On the surface, things have worked out for Marcus Lattimore.

Hailing from Duncan, South Carolina, where the median household income is below $30,000, the running back received a $1.7 million insurance payout after the second of two devastating knee injuries he suffered playing at the University of South Carolina ended his NFL hopes.

The second was so catastrophic that Lattimore — a guaranteed first rounder — slipped to the fourth round in the 2012 draft. After trying to rehab the knee for over two years, Lattimore called it quits without seeing a single snap. Due to his injury status, he didn’t collect his salary from the 49ers, but was awarded a $300,000 signing bonus. A cool two million for five years of work; not too bad for a kid now returning to college to finish his degree.

You could fill a book nobody would ever read with manipulative, draconian NCAA tactics and its practice of modern indentured servitude.

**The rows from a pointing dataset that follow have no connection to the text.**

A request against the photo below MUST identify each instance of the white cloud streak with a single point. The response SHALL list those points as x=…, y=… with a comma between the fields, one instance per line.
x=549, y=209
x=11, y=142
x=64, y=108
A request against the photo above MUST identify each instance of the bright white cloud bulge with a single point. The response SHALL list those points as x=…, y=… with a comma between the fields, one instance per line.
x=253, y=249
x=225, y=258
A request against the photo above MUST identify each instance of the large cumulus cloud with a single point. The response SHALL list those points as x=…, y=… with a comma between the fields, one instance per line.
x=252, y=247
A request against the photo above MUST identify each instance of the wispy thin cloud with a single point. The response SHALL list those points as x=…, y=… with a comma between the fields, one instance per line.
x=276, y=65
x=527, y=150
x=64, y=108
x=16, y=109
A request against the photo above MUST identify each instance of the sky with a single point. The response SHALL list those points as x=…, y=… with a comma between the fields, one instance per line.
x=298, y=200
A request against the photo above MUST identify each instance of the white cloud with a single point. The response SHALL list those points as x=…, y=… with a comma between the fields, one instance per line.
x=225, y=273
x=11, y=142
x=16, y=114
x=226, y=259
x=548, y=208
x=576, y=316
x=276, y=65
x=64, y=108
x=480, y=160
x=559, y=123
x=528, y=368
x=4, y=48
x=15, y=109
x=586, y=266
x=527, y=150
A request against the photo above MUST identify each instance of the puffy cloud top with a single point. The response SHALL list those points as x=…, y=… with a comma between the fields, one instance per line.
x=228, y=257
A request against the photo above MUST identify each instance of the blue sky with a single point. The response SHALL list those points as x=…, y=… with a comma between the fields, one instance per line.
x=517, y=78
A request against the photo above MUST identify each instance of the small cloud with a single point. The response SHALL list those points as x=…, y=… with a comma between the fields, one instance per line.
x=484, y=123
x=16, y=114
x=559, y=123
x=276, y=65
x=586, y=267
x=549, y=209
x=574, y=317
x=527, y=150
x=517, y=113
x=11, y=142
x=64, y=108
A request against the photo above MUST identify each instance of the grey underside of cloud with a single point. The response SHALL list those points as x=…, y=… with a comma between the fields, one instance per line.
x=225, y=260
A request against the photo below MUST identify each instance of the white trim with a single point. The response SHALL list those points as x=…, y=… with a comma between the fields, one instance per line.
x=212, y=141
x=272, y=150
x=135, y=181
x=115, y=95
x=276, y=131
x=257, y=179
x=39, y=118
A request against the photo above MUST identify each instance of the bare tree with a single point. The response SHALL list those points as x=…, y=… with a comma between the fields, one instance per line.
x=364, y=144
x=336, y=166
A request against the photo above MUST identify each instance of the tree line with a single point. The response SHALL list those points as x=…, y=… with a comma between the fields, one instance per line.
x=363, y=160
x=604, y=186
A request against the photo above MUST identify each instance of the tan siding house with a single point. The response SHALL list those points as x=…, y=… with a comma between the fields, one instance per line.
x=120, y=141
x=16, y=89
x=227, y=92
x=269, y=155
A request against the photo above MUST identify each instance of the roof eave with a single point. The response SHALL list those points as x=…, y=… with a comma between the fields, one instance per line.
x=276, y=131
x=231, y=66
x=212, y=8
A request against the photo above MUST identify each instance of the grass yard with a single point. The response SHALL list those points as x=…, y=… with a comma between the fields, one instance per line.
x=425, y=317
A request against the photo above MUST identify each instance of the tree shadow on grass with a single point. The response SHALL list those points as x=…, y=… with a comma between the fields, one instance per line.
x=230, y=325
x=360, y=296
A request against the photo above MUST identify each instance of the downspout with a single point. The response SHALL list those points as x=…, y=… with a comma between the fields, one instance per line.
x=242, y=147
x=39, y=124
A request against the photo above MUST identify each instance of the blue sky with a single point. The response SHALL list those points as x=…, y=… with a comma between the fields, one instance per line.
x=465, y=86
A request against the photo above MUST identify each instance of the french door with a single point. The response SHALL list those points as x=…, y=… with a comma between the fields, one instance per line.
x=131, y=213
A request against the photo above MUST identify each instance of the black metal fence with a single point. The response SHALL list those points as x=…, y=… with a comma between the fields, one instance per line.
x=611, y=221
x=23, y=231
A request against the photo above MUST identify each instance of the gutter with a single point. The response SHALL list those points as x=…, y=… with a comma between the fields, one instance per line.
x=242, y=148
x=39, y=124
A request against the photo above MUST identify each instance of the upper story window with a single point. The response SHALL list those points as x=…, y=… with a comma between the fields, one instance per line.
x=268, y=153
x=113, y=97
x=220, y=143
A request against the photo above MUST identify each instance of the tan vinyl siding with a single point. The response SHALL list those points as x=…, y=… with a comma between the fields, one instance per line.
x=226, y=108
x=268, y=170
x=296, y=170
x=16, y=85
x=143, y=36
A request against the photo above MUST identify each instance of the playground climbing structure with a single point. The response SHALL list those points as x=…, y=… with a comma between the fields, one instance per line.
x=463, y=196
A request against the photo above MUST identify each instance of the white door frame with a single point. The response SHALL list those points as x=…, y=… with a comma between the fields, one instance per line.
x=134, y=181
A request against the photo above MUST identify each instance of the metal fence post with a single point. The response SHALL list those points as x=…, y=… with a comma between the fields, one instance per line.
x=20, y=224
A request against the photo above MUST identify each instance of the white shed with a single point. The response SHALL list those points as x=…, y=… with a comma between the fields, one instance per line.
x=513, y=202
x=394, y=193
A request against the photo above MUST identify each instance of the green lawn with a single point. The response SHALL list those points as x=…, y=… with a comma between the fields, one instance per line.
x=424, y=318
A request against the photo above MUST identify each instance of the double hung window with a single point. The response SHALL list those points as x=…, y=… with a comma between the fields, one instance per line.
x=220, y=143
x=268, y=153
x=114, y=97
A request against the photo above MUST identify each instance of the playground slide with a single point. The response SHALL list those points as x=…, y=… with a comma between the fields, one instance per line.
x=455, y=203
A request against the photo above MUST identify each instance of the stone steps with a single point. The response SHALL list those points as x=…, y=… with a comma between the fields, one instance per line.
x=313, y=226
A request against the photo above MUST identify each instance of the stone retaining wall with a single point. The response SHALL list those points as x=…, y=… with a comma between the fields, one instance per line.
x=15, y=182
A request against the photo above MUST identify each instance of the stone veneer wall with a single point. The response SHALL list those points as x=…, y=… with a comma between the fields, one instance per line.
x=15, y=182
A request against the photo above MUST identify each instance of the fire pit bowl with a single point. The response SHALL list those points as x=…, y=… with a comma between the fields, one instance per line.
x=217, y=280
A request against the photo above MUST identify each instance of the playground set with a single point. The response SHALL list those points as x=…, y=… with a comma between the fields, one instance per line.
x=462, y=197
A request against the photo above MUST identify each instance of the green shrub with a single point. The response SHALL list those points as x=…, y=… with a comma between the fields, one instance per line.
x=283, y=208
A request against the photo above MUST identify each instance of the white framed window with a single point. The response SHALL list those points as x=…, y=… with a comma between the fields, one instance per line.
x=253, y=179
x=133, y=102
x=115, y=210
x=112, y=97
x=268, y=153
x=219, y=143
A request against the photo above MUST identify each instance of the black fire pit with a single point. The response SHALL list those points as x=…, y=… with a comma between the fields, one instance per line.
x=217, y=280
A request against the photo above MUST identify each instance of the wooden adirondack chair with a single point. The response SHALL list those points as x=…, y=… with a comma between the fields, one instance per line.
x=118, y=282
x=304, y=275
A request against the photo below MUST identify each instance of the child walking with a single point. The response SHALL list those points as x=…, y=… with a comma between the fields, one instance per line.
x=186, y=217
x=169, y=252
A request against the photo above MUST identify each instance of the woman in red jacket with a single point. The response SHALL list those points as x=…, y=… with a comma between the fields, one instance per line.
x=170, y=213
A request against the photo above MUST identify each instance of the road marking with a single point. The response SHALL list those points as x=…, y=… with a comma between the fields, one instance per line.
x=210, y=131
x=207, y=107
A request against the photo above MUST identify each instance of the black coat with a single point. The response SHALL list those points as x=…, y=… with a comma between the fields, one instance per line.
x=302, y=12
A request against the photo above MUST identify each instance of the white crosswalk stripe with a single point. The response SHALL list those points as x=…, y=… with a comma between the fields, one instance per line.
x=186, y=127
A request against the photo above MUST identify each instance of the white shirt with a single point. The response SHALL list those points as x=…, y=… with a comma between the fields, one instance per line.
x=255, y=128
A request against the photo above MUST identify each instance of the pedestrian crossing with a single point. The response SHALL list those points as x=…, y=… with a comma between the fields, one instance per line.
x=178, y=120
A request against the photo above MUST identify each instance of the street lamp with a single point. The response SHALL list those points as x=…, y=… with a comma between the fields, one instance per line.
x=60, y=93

The biggest problem with the organization and its supporters is that they have embraced the ultimate capitalist impulse — the commodification of its workforce.

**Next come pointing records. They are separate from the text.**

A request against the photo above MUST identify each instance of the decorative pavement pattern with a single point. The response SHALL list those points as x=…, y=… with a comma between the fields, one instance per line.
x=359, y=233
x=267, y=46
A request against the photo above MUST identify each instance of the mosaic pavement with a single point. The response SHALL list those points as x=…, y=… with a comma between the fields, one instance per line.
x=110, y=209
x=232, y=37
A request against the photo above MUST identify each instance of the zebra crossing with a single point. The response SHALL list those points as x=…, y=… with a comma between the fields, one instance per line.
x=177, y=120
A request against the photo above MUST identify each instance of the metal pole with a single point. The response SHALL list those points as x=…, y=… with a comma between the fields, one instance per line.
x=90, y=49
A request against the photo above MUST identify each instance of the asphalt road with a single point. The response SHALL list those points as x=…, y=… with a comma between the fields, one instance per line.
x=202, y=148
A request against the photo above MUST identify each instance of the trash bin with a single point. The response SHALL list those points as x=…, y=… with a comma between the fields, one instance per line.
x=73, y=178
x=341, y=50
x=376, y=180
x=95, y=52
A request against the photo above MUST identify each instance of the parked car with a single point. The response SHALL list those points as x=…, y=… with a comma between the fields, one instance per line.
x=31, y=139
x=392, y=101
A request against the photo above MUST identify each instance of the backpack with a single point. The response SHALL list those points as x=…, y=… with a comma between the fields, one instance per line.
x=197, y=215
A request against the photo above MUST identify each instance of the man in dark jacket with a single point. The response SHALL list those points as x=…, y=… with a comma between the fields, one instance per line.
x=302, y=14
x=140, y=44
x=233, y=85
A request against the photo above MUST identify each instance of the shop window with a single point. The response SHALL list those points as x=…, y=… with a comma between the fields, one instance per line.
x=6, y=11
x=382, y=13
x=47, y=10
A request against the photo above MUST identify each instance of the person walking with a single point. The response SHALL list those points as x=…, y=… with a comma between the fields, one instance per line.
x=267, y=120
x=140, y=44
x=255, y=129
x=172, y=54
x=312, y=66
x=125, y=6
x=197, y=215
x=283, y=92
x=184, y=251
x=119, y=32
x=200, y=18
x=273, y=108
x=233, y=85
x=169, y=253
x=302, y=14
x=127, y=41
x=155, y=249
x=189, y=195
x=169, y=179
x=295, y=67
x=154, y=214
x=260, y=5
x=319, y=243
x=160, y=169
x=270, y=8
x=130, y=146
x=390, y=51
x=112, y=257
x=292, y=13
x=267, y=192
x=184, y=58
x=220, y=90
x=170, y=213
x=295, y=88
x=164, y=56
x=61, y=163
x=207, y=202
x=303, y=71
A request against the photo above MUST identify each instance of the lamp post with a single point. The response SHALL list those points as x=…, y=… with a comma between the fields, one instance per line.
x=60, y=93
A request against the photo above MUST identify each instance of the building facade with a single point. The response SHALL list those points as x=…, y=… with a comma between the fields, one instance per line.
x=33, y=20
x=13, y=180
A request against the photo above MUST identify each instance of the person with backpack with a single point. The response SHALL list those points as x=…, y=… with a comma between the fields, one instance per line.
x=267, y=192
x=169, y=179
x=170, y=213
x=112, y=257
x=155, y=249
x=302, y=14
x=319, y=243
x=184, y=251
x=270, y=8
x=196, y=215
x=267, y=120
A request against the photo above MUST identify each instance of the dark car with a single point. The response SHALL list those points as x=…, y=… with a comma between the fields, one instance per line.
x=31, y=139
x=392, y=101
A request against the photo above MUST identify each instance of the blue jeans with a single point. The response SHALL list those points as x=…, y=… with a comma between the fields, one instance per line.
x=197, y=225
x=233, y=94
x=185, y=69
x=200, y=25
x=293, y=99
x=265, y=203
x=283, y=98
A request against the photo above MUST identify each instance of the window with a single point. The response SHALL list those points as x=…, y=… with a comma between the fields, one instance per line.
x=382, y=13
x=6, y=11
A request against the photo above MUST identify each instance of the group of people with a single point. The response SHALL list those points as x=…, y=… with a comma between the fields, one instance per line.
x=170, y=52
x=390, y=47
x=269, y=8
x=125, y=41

When Lattimore retired on November 5, the university and his former head coach Steve Spurrier were lauded in the press for offering him a job with the program if he so chooses, citing the cherished memory of Lattimore’s bruising running style that made him so popular on campus. But how noble is a program that drives its athletes to their collapse while hiding behind the nebulous curtain of amateurism?

Supporters of the NCAA have a rote response to charges of exploitation: a) nobody told these kids to play football and b) they get a free education out of the experience. But these arguments simply deflects from the severe inequalities innate to the system.

Consider the University of South Carolina before Lattimore’s arrival. In the five years that Spurrier was head coach before Lattimore, the program never won more than eight games. USC was considered a fallback option by college recruits who failed to make it into the bigger programs and divisional powerhouses — Alabama, Georgia, Florida.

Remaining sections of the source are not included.